Several years ago when my husband was diagnosed with Parkinson’s disease, I was not prepared for yet another role of caregiver. The period before he was diagnosed and the initial stages after the diagnosis were very difficult: medication needed to be adjusted and managed, interests and daily routines were altered, and physical changes occurred; in short, our lifestyle that we knew had faded and took on subtle but significant transformations. Our partnership had suddenly shifted from what we had experienced for almost twenty years to a new focus with dramatically different needs.
Then about a year later, our daughter from my first marriage became ill: she lost weight, her energy was low, she was losing hair, and she displayed many other symptoms, which were new to her. After many tests and professional consultations, she too was diagnosed with Parkinson’s disease. This news seemed almost impossible to believe or bear: two of the most important persons in my life were afflicted with an incurable disease.
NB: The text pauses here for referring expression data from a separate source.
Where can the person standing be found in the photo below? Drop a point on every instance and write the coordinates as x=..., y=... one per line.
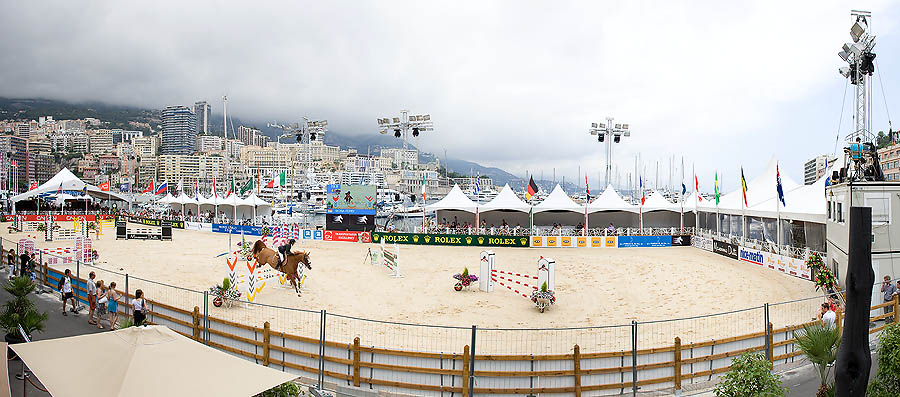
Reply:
x=65, y=289
x=92, y=297
x=888, y=289
x=139, y=307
At about the same time that my husband was diagnosed, I had decided to retire. The shape of retirement is much different from what either my husband or I had imagined. The balance of our personal relationship is loving and strong but altered by Parkinson’s. As for my daughter, she continues to be very independent, but, as her mom, I want to be even more vigilant, supportive and helpful to her and her family.
Both my husband and daughter have access to excellent health care providers, but caregiving and managing all manner of health and personal issues are part of daily life for the caregiver. At times, vulnerability and doubt in oneself creep in, and we must balance our own needs with those of our loved ones. Although the role is not one I would have chosen, I realize that these circumstances are what they are, and they have made me much stronger and more self-sufficient than I could have imagined. Eleanor Roosevelt once said, “A woman is like a tea bag – you never know how strong she is until she gets in hot water.” Roosevelt was describing women, but this I believe to be true of all caregivers, men as well as women.
Looking into the future, we know that Parkinson’s disease is progressive, but we can’t predict the course of that progression nor can we stop it. My husband and I want to make this journey in the years we have together as fulfilling as possible. However, considering Roosevelt’s words again, I am keenly aware as the caregiver that if the water gets too hot or boils out, the tea bag will have no purpose. Thus, as this journey continues, I strive to meet the needs of my loved ones as well as my own and, to the best of my ability, maintain a balance for all of us.